A Billion Dollar Gap

Alison Root — May 23, 2011 – 10:25 am

It seems like just recently ACTION and the global health community put all hands on deck to ensure a robust Global Fund replenishment. In the U.S., ACTION celebrated the government’s commitment of $4 billion, which despite being lower than the global need, was a major feat in itself. In our field, oftentimes advocacy wins are short lived.  On the heels of releasing its impressive 2011 results report,  the Global Fund to Fight AIDS, Tuberculosis and Malaria reaffirmed last week that despite amassing $11.7 billion in 2010’s donor replenishment,  they will face more than a $1 billion shortfall.

The Global Fund’s 2011 results report, launched on May 19th, demonstrates the remarkable impact the Fund has had on AIDS,  TB and malaria to date.  The Global Fund has saved 6.5 million lives since 2002, 4.1 million of them from successful TB treatments [1]. That number is so massive, it’s nearly impossible to comprehend it.

In 2009, the Global Fund provided 65% of international TB funding for the 22 high-burden countries, making it an extremely important player in the global fight against TB. In fact, with Global Fund support, more than 7.7 million cases of TB were treated between 2002-2010, including an increased number of MDR-TB cases as well [2].

In order to achieve the Global Fund’s targets for TB, MDR-TB and TB-HIV, as well as additional targets for HIV and malaria, the resource gap must be filled. Despite the global financial crisis, the replenishment in 2010 garnered $11.7 billion in donor pledges. This figure, however, is below the lowest estimated demand from recipient countries for this time period. In order to reach the lowest case scenario, at least $1 billion is needed for 2011-2013.

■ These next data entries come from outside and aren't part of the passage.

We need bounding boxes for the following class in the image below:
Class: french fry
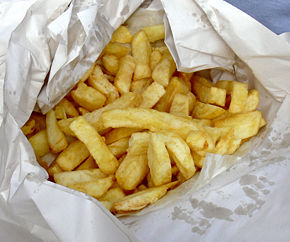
[88,65,119,104]
[99,186,125,202]
[68,175,114,198]
[115,132,149,190]
[140,82,165,108]
[79,62,96,83]
[111,26,132,43]
[54,169,106,186]
[192,101,226,119]
[108,137,129,158]
[101,108,202,139]
[169,93,190,117]
[102,54,119,75]
[152,52,176,87]
[55,140,90,171]
[178,72,193,91]
[142,24,165,42]
[28,129,49,158]
[112,185,168,214]
[114,55,136,94]
[191,151,206,169]
[192,76,226,106]
[213,111,262,139]
[155,77,189,112]
[105,127,142,144]
[148,132,171,186]
[147,173,154,188]
[244,89,259,112]
[71,82,106,111]
[76,156,97,170]
[103,42,130,57]
[164,133,196,180]
[22,118,35,136]
[187,92,196,114]
[214,128,240,155]
[260,117,267,128]
[54,106,67,120]
[215,80,232,93]
[130,78,152,93]
[186,130,207,151]
[70,117,119,174]
[58,92,141,136]
[46,109,68,153]
[58,98,79,117]
[48,161,63,176]
[78,107,89,115]
[132,30,151,80]
[150,50,162,70]
[104,74,115,82]
[229,81,248,113]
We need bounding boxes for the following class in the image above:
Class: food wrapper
[0,0,289,241]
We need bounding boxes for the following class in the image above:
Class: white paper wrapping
[0,0,289,241]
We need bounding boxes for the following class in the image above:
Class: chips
[23,24,266,215]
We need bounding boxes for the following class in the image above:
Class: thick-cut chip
[229,81,248,113]
[46,109,68,153]
[101,108,202,139]
[48,161,63,176]
[88,65,119,104]
[112,185,168,214]
[142,24,165,42]
[136,184,147,192]
[213,111,262,139]
[79,62,96,83]
[148,132,171,186]
[132,30,151,80]
[55,140,90,171]
[111,26,132,43]
[130,78,152,94]
[186,130,207,151]
[99,187,125,204]
[169,93,190,117]
[114,55,136,94]
[58,92,142,136]
[76,156,97,170]
[54,106,67,120]
[187,92,196,114]
[102,54,119,75]
[115,132,149,190]
[78,107,89,115]
[164,133,196,180]
[214,128,240,155]
[103,42,130,57]
[192,101,226,119]
[147,173,154,188]
[191,151,206,168]
[178,72,193,91]
[244,89,259,112]
[105,127,142,144]
[22,118,36,136]
[152,52,176,87]
[140,82,165,108]
[70,117,119,174]
[71,82,106,111]
[215,80,232,94]
[108,137,129,158]
[260,117,267,128]
[150,50,162,70]
[104,74,115,82]
[155,77,189,112]
[68,176,114,198]
[192,76,226,106]
[29,129,49,157]
[54,169,106,186]
[58,98,79,117]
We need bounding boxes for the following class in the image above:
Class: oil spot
[254,182,265,189]
[243,187,259,200]
[190,199,233,221]
[239,174,257,185]
[172,207,196,225]
[192,226,205,235]
[262,189,270,195]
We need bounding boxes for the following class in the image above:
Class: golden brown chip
[111,26,132,43]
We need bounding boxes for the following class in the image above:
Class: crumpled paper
[0,0,290,241]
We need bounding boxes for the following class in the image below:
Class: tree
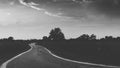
[89,34,96,40]
[42,36,49,40]
[48,28,65,40]
[8,36,14,40]
[105,36,114,40]
[77,34,90,40]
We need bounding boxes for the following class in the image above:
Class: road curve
[44,47,120,68]
[1,43,120,68]
[0,43,35,68]
[45,48,120,68]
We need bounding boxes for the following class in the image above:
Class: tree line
[42,27,120,41]
[1,27,120,41]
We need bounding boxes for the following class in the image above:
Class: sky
[0,0,120,39]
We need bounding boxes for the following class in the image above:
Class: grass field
[6,44,118,68]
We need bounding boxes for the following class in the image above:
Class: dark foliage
[48,28,65,40]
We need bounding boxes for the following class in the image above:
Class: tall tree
[8,36,14,40]
[48,28,65,40]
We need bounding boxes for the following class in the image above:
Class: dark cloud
[91,0,120,18]
[20,0,120,19]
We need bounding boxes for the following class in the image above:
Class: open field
[4,43,120,68]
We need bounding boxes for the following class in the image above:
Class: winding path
[0,43,35,68]
[0,43,120,68]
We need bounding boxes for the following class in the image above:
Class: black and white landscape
[0,0,120,68]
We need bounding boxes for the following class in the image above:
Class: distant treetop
[48,28,65,40]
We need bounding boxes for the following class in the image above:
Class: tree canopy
[48,28,65,40]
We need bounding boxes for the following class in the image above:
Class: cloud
[19,0,86,17]
[18,0,120,28]
[19,0,120,18]
[19,0,63,17]
[84,0,120,18]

Given the Global Fund’s demonstrated importance and impact, especially given its role in the fight against global TB,  donors need to step up to fill this gap. To ensure the effective use of current levels of resources, the Global fund will reconsider the rate of program scale-up and determine cost-effective investments to ensure they continue to save millions of lives.

The Global Fund’s impressive results should motivate advocates and policymakers to make a mid-term replenishment a reality in order to address this funding shortfall. Not doing so will jeopardize advances made to date and slow progress in the fight against AIDS, TB, and malaria. We cannot let this hapen, especially in the wake of impressive results.